The captain must have thrown it into the sea when I was no
longer on board."
"But the captain? What about the captain?"
"I believed he had perished; gone down with all his crew.
I imagined myself the sole survivor."
"But you said just now, Captain Grant was living."
"No, I said, '_if the captain is living_.'"
"And you added, '_he is on the Australian continent_.'"
"And, indeed, he cannot be anywhere else."
"Then you don't know where he is?"
"No, my Lord. I say again, I supposed he was buried
beneath the waves, or dashed to pieces against the rocks.
It was from you I learned that he was still alive."
"What then do you know?"
"Simply this--if Captain Grant is alive, he is in Australia."
"Where did the shipwreck occur?" asked Major McNabbs.
This should have been the first question, but in the excitement
caused by the unexpected incident, Glenarvan cared more to know
where the captain was, than where the BRITANNIA had been lost.
After the Major's inquiry, however, Glenarvan's examination proceeded
more logically, and before long all the details of the event stood
out clearly before the minds of the company.
To the question put by the Major, Ayrton replied:
"When I was swept off the forecastle, when I was hauling in the
jib-boom, the BRITANNIA was running right on the Australian coast.
She was not more than two cables' length from it and consequently
she must have struck just there."
"In latitude 37 degrees?" asked John Mangles.
"Yes, in latitude 37 degrees."
"On the west coast?"
"No, on the east coast," was the prompt reply.
"And at what date?"
"It was on the night of the 27th of June, 1862."
"Exactly, just exactly," exclaimed Glenarvan.
"You see, then, my Lord," continued Ayrton, "I might justly say,
_If Captain Grant_ is alive, he is on the Australian continent,
and it is useless looking for him anywhere else."
"And we will look for him there, and find him too, and save him,"
exclaimed Paganel. "Ah, precious document," he added,
with perfect NAIVETE, "you must own you have fallen into the hands
of uncommonly shrewd people."
But, doubtless, nobody heard his flattering words,
for Glenarvan and Lady Helena, and Mary Grant, and Robert,
were too much engrossed with Ayrton to listen to anyone else.
They pressed round him and grasped his hands.
It seemed as if this man's presence was the sure pledge
of Harry Grant's deliverance. If this sailor had escaped
the perils of the shipwreck, why should not the captain?
Ayrton was quite sanguine as to his existence; but on what part
of the continent he was to be found, that he could not say.
The replies the man gave to the thousand questions that assailed
him on all sides were remarkably intelligent and exact.
All the while he spake, Mary held one of his hands in hers.
This sailor was a companion of her father's, one of
the crew of the BRITANNIA. He had lived with Harry Grant,
crossed the seas with him and shared his dangers.
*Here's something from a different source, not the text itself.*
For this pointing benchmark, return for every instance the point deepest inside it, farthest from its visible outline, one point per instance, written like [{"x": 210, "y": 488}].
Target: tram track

Mary could
not keep her eyes off his face, rough and homely though it was,
and she wept for joy.
Up to this time no one had ever thought of doubting either
the veracity or identity of the quartermaster; but the Major,
and perhaps John Mangles, now began to ask themselves
if this Ayrton's word was to be absolutely believed.
There was something suspicious about this unexpected meeting.
Certainly the man had mentioned facts and dates which corresponded,
and the minuteness of his details was most striking.
Still exactness of details was no positive proof.
Indeed, it has been noticed that a falsehood has sometimes
gained ground by being exceedingly particular in minutiae.
McNabbs, therefore, prudently refrained from committing himself
by expressing any opinion.
John Mangles, however, was soon convinced when he heard Ayrton
speak to the young girl about her father. He knew Mary and Robert
quite well. He had seen them in Glasgow when the ship sailed.
He remembered them at the farewell breakfast given on board the BRITANNIA
to the captain's friends, at which Sheriff Mcintyre was present.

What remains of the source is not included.